Synthetic gaming benchmarks have always been a source of controversy in hardware-testing realms, and 3DMark developer Futuremark cop virtually all of the flack in this regard. From accusations of bias to shady driver tweaks, results have always been taken with a grain of salt by hardcore bench-testers.
Nevertheless, 3DMark11 is upon us in all its DirectX 11 glory and, much like all previous 3DMark versions at release time, it will bring your system crashing down to its knees as it shudders out a slideshow of tessellated eye candy, but damn does it look pretty.
The most noteworthy features in this latest rendition of the world’s most popular gaming benchmark are tessellation, compute shading and multi-threading.
In a nutshell, tessellation is the technique used to increase the detail of an on-screen object as you get closer to it, without having to render unnecessary detail until you are close enough to see it, thus saving system resources without compromising image quality.
Compute shading, aka DirectCompute, is the latest craze of taking tasks like physics calculations and AI which are normally handled by the CPU and giving them to the video card to process. GPU’s are much more efficient at crunching these numbers due to the large amount of processing threads they can handle, plus it leaves the CPU free to do other important stuff.
Multi-threading meanwhile is a bit more self-explanatory: DirectX 11 can use all available CPU cores to process instructions to send to the GPU for rendering. This means you can finally utilise that quad core you mortgaged your house for back in 2006! Happy days.

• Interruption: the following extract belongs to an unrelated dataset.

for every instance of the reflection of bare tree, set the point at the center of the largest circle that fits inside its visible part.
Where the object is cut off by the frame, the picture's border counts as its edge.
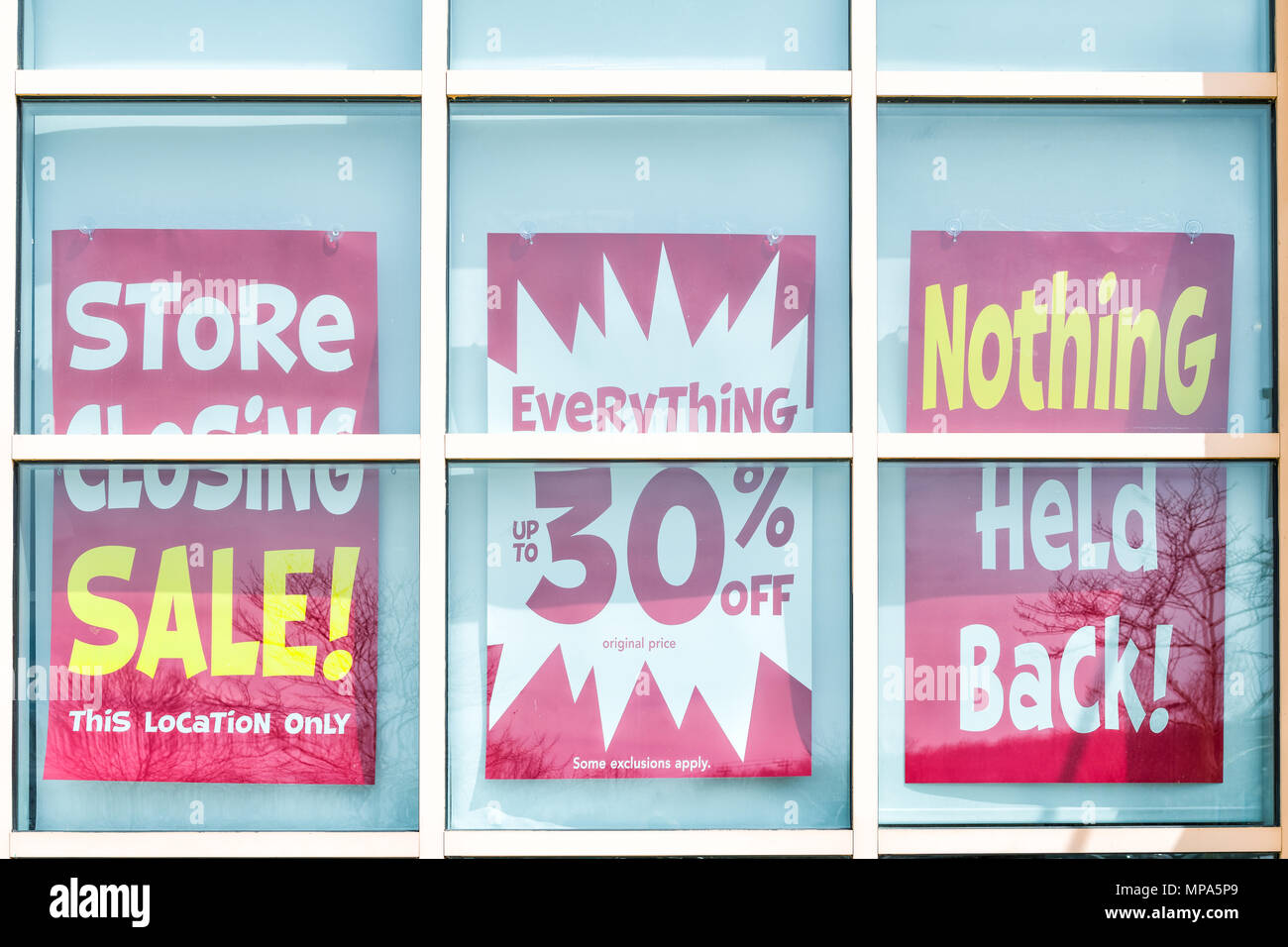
(277, 757)
(1197, 551)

The program itself consists of six tests – four graphical tests, one physics test and one combined CPU/GPU stress test. The tests are all set in two jaw-dropping scenes, dubbed “High Temple” and “Deep Sea” (see the video below to check them out), and utilise a wide gamut of technologies used by modern game developers such as volumetric lighting, post-processing (google “bokeh splatting”, I dare you), tessellation, and soft as well as rigid body physics.
You can choose to run the tests in one of four different modes – Entry, Performance, Extreme or Custom. Entry uses the lowest resolution and quality settings, Extreme uses the highest, and Performance is somewhere in between.
All three of these modes return a score (a higher score meaning better performance of course) which you can use to compare against other systems or, for example, before and after overclocking to check for performance gains. You can even post them to Futuremark’s online database and compare your score against thousands of other frothing geeks. Custom mode doesn’t give you a score but you can tweak all the quality and resolution settings if that is what floats your boat.
Just to give you a taste of what kind of scores to expect, here are a few runs I did on my own system;
Test system
- CPU: Intel Core i7 920 @ 3.6GHz (HT Off)
- RAM: 6GB G.Skill Trident @ DDR3-1800 CL9
- Mobo: Asus P6X58D Premium
- GPU: Gigabyte Radeon HD 6850 1GB
- OS: Windows 7 HP 64bit
- Drivers: AMD 10.10e Hotfix

You can’t tell from the numbers but in Extreme mode I think my system was averaging about 5 to 6 frames per second – ouch! It is designed to be futureproofed however, and personally I can’t wait to see systems that can bang out 10,000 points or more in Extreme mode because it’s just so gosh darn pretty to watch.
3DMark11 is available as a free download, but to unlock all the different modes and options you’ll need the advanced version which costs USD $19.95.
So, love it or hate it, a new era of 3DMark nerd-wars is upon us. Let the benchmarking begin!